# Wooden Jump Wings



## Donny916 (Jul 24, 2021)

Hi there...

I have a set of wooden jump wings which are in need of a bit of TLC. I have fully sanded them down, and they are now ready to paint. My question is, what paint do people typically use, bearing in mind the wings will be outside all year round in all weathers...
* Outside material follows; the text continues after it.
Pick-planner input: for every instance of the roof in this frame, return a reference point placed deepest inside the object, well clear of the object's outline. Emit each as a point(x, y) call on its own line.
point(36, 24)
Also, do they need a water repellent treatment (PVA, primer etc) before painting?

Thanks

Donny


----------



## TTouch (Apr 20, 2021)

I have two sets one painted with gloss which was done when I purchased, had some others made and have used a clear water sealant and then Johnsons ( lots of makes available) outdoor fence/shed paint which can be purchased in several colours..... if you have them back to bare wood, then I would use the sealant ( or watered down PVA) and a good quality fence/shed 'paint' as comparing the two sets of mine the fence/shed finish is better, easier to do and protects better with weather,in both sun and rain


----------



## Burrowzig (Feb 18, 2009)

Or go the more traditional route. Primer, undercoat, top coat (using flexible top coat). Primer can be water-based, but undercoat and top coat should be oil based.
And it's obviously better to store under cover (and off wet ground) when not in use. A few pallets and a tarpaulin if there's nothing building.


----------